- Occupation: visual effects supervisor
- Years active: 1995–present

= Christopher Townsend =

Visual effects supervisor

Christopher Townsend is a visual effects supervisor. He has worked in the visual effects industry for nearly 30 years. For over a decade, he was an artist and supervisor at Industrial Light and Magic, and in 2007 became a freelance visual effects supervisor. He worked on Journey to the Center of the Earth, the first ever stereoscopic motion picture shot and released digitally, The Wolverine, Ninja Assassin, Percy Jackson & the Olympians: The Lightning Thief and Captain America: The First Avenger.

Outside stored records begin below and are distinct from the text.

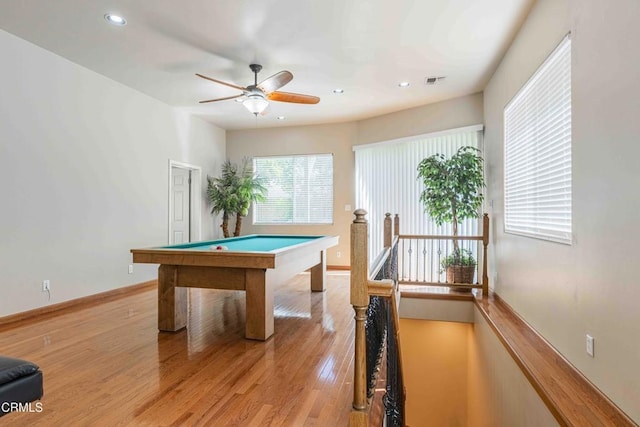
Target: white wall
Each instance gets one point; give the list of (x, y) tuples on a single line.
[(84, 168), (499, 394), (592, 286)]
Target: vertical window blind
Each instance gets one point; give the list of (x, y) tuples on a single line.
[(299, 189), (387, 181), (537, 152)]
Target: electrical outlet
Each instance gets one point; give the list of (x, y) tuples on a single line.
[(590, 345)]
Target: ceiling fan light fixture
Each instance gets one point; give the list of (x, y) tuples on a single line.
[(256, 104)]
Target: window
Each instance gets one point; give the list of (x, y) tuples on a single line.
[(537, 152), (299, 189)]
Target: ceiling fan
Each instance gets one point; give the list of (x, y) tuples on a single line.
[(258, 95)]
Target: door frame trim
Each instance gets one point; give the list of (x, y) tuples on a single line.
[(195, 204)]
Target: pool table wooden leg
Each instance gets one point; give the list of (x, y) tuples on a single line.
[(319, 273), (259, 305), (172, 300)]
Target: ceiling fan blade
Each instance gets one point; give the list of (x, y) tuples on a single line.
[(275, 82), (222, 99), (222, 83), (296, 98)]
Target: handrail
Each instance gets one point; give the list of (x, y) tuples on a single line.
[(421, 257)]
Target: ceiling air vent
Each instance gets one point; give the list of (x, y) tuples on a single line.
[(433, 80)]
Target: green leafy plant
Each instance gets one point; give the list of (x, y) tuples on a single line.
[(232, 193), (452, 190)]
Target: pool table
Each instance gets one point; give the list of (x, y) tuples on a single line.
[(255, 264)]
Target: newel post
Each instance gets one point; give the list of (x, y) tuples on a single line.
[(485, 243), (360, 301)]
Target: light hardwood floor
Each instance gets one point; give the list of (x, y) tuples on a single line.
[(108, 365)]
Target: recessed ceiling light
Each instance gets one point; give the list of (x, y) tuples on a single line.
[(115, 19)]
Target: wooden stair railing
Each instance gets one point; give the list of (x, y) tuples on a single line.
[(421, 257), (375, 303)]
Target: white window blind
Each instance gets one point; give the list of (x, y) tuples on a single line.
[(386, 181), (537, 152), (299, 189)]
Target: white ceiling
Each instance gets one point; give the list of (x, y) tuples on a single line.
[(362, 46)]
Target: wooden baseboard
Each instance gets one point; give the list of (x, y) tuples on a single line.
[(339, 267), (577, 402), (13, 320)]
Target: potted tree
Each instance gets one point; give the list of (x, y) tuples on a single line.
[(233, 192), (453, 192)]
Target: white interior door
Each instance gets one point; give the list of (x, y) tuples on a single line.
[(181, 212)]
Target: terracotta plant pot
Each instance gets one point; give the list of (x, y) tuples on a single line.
[(461, 273)]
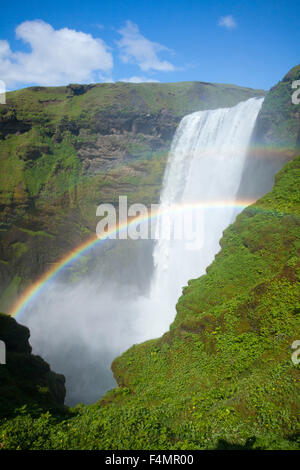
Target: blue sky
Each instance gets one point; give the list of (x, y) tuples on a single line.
[(250, 43)]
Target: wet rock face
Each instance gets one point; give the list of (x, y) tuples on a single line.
[(26, 378), (119, 139)]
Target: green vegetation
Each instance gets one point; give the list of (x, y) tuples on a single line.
[(222, 377), (26, 381), (65, 150)]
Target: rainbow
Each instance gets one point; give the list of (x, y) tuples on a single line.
[(31, 293)]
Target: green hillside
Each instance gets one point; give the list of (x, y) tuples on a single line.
[(65, 150)]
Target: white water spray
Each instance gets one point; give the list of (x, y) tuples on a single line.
[(204, 170), (80, 328)]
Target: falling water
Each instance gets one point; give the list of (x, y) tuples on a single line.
[(204, 171)]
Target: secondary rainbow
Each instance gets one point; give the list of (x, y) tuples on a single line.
[(36, 288)]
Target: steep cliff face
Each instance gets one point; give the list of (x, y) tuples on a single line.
[(223, 376), (26, 379), (276, 137), (65, 150)]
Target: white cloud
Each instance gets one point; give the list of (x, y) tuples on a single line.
[(57, 57), (138, 80), (135, 48), (228, 22)]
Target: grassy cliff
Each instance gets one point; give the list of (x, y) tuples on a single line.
[(65, 150), (222, 377), (26, 380)]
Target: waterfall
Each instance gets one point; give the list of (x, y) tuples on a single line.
[(204, 171), (80, 328)]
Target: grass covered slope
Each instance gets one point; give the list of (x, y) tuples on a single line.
[(26, 381), (65, 150), (222, 377)]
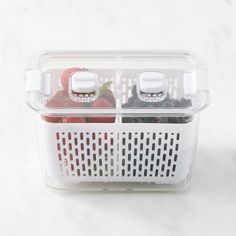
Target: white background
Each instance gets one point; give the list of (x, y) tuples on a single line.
[(28, 207)]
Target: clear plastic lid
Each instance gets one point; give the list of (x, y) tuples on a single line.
[(84, 83)]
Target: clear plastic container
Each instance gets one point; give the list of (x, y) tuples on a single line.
[(117, 120)]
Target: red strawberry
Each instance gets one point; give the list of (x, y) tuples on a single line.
[(66, 75), (108, 95), (51, 119), (101, 103), (60, 100), (73, 120)]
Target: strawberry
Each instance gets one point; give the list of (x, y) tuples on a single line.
[(101, 103), (60, 100), (66, 75), (51, 119), (106, 93), (73, 120)]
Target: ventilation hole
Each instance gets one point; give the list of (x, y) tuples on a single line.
[(94, 157), (94, 146), (154, 136), (70, 146), (87, 141), (151, 167), (71, 156), (130, 136), (81, 136), (140, 167), (153, 146), (123, 141), (142, 136), (175, 157), (176, 147), (166, 136), (169, 162), (141, 157), (162, 167), (123, 162), (164, 157), (123, 172), (129, 146), (76, 141), (173, 168), (156, 173), (82, 157), (145, 173), (65, 162), (152, 157), (106, 146), (178, 136), (93, 136), (146, 162), (89, 162), (105, 135), (129, 157), (165, 147), (123, 151), (76, 152), (100, 162), (82, 146), (64, 151)]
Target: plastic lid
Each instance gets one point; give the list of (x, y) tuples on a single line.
[(116, 82)]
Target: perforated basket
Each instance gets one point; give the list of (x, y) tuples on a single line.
[(119, 155)]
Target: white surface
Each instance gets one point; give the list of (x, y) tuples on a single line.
[(28, 207)]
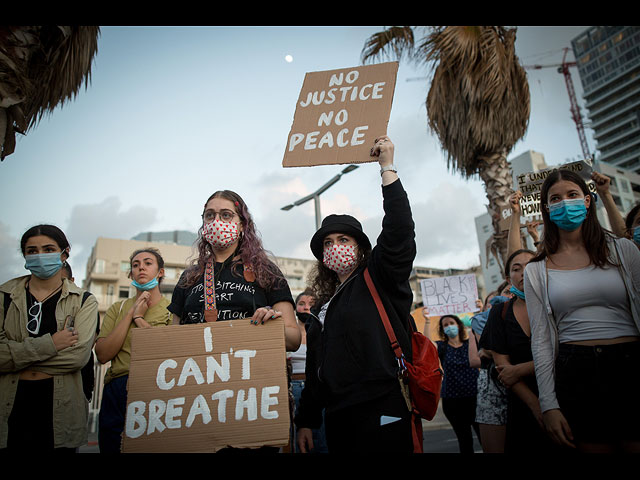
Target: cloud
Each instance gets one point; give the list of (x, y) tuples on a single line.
[(11, 260)]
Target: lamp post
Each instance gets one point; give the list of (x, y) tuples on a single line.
[(316, 195)]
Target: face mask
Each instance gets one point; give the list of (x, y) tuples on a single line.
[(340, 258), (451, 331), (220, 234), (43, 265), (516, 292), (568, 214), (145, 286)]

He was nominated for a BAFTA and an Academy Award for Best Visual Effects for his work on Iron Man 3, oversaw nearly 3000 shots on Avengers: Age of Ultron and was the overall supervisor for Guardians of the Galaxy Vol. 2, for which he received his second nomination for an Academy Award for Best Visual Effects. He was the overall Production VFX Supervisor on Captain Marvel, and following that, for his work on Shang-Chi and the Legend of the Ten Rings, was once again nominated for an Academy Award for Best Visual Effects. For his first foray into television and streaming, in 2024 he was nominated for an Emmy, for his overall VFX Supervising on the second season of the Disney+ show Loki.

In 2015 he was given an Honorary Doctor of Arts degree by his alma mater, Coventry University.